Make life Simple,
Data digitalization is the process of converting data from analog to digital formats, and then making it more accessible and useful.
Data digitalization can have many benefits, including:
Improved decision making: Real-time data can be used to make informed decisions and improve operations.
Increased efficiency: Automating repetitive tasks can reduce costs and increase productivity.
Improved safety: Automated systems can be safer and more reliable than manual systems.
Ease of access: Digital information can be easily stored, accessed, and shared.
Easy data analysis: Digital information can be manipulated more easily than analog information.
Few problems do not require complex solutions and some simpler techniques can be employed to solve them. This Blog talks about one of such solution.

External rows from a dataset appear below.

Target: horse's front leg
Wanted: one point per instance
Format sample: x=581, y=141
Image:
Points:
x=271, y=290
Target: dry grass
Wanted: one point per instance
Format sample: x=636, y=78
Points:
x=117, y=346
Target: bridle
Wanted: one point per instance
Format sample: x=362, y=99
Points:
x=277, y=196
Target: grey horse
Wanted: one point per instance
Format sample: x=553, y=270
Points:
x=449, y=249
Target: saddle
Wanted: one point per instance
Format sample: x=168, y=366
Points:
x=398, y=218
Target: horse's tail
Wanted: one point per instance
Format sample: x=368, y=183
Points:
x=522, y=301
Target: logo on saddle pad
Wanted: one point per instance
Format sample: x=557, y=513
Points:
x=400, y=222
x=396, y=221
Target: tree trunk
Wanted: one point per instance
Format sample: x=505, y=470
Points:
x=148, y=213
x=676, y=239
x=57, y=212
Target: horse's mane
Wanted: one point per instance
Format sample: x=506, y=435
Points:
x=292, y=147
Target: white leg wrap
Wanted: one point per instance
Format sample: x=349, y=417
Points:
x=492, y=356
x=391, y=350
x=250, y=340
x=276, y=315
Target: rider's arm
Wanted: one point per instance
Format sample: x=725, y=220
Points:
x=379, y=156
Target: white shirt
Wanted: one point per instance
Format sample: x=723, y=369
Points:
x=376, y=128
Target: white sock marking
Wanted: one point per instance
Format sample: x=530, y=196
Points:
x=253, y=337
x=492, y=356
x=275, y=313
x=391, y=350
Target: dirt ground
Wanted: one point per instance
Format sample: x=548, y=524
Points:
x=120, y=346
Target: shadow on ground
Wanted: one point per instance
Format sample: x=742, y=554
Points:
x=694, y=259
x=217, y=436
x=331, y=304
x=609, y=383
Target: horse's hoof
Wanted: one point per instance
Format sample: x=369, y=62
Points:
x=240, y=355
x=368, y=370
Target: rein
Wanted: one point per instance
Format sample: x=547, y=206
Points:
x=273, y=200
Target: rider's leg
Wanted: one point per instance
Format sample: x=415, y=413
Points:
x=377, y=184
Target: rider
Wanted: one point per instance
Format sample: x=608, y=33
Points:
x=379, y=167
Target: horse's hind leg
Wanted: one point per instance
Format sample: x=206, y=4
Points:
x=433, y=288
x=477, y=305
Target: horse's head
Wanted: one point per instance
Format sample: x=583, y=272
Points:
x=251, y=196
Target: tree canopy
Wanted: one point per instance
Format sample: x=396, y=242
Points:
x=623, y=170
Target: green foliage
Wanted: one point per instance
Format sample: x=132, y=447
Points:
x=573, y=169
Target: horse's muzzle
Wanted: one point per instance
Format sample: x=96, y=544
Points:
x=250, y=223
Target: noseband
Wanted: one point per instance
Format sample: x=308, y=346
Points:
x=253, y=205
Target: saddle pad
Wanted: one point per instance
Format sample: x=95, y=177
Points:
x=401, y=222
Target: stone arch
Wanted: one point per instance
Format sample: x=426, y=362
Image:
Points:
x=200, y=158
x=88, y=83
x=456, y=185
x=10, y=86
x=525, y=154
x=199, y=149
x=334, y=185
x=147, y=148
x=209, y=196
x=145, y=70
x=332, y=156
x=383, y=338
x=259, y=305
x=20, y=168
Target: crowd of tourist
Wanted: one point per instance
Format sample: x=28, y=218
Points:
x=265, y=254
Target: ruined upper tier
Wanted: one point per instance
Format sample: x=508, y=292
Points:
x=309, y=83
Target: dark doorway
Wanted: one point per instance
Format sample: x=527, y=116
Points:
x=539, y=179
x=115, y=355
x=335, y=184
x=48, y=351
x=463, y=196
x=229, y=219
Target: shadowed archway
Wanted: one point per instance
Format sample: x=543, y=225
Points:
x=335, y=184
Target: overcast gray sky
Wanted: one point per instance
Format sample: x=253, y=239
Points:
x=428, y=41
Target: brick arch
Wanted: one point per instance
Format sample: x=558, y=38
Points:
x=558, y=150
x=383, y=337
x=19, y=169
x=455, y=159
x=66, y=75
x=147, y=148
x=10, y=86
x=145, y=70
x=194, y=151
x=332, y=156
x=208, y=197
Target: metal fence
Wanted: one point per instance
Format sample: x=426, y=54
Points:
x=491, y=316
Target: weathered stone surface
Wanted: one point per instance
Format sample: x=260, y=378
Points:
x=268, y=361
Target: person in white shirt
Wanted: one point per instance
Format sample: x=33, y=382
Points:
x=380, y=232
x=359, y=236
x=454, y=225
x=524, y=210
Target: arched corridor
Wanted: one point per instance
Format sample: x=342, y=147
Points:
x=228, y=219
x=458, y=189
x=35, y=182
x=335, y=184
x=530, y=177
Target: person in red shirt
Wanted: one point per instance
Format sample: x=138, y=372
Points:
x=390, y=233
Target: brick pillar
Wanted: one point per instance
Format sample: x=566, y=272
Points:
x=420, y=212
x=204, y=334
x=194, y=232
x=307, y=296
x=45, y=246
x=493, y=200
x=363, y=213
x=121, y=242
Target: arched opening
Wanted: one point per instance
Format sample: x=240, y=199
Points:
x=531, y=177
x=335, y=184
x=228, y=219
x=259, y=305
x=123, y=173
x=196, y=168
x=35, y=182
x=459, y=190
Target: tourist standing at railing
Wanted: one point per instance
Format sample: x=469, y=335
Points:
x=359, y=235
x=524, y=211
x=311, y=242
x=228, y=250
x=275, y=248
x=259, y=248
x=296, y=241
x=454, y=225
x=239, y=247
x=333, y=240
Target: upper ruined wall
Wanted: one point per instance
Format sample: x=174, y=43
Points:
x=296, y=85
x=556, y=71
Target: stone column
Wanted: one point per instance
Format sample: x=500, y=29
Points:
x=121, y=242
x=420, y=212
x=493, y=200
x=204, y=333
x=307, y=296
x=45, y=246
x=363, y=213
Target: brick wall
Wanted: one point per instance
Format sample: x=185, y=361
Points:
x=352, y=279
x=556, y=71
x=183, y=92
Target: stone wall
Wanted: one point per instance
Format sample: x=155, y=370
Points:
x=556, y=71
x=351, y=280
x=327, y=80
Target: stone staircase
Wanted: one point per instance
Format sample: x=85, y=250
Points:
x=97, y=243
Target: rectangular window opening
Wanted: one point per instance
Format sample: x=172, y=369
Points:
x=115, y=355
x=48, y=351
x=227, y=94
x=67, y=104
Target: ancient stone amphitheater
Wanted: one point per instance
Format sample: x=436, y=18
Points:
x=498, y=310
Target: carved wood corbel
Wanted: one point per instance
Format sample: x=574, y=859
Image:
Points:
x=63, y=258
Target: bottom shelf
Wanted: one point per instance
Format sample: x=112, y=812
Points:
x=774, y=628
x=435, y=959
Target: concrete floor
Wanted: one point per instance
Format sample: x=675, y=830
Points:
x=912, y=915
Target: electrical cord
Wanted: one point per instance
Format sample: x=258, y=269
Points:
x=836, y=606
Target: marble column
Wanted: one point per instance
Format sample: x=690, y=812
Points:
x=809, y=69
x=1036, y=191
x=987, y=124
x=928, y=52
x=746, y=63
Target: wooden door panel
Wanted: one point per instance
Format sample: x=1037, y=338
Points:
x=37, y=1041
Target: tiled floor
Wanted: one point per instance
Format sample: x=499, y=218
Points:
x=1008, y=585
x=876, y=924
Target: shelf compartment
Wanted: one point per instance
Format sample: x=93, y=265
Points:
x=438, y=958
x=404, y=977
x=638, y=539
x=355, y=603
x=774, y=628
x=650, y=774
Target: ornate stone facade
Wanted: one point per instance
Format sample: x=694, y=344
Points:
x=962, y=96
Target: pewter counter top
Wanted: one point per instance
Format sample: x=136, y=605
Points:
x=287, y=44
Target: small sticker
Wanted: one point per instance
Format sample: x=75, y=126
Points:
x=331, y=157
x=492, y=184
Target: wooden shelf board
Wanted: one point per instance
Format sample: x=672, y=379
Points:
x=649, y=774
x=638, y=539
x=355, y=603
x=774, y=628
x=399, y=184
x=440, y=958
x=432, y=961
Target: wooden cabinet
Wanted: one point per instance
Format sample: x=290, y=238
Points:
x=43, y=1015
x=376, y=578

Even in the age of digitization a lot of industries still have to use physical documents. Banking and Insurance industries still use hard copies of KYC documents for verification. Even though they have the option of digital KYC, in developing countries like India, physical copies are a convenient way for customers. Companies have to spend a lot of resources just to extract/validate these KYC documents.
There are a lot of solutions available to solve the entity extraction from KYC documents. We developed a solution with minimal resources but is highly effective.
Keywords
KYC, Regex, Pattern Matching, Aadhaar, PAN
Introduction
KYC documents usually contain fields like Name, Address, Date of Birth, ID number etc. We've used Regular Expressions to extract these entities. For regular expressions to work, document formats should be static, hence it makes KYC document a good use case.
Types of document considered for evaluation:
PAN, Aadhar, Death Certificate
Approach
We used the following three ways to come up with rules:
Approach 1: Regular Expression pattern as a required entity
Approach 2: Text around Regular Expression pattern as a required entity.
Approach 3: Text relative to another entity as a required entity
Grid Search
Few of all of the above three approaches are implemented for each document type.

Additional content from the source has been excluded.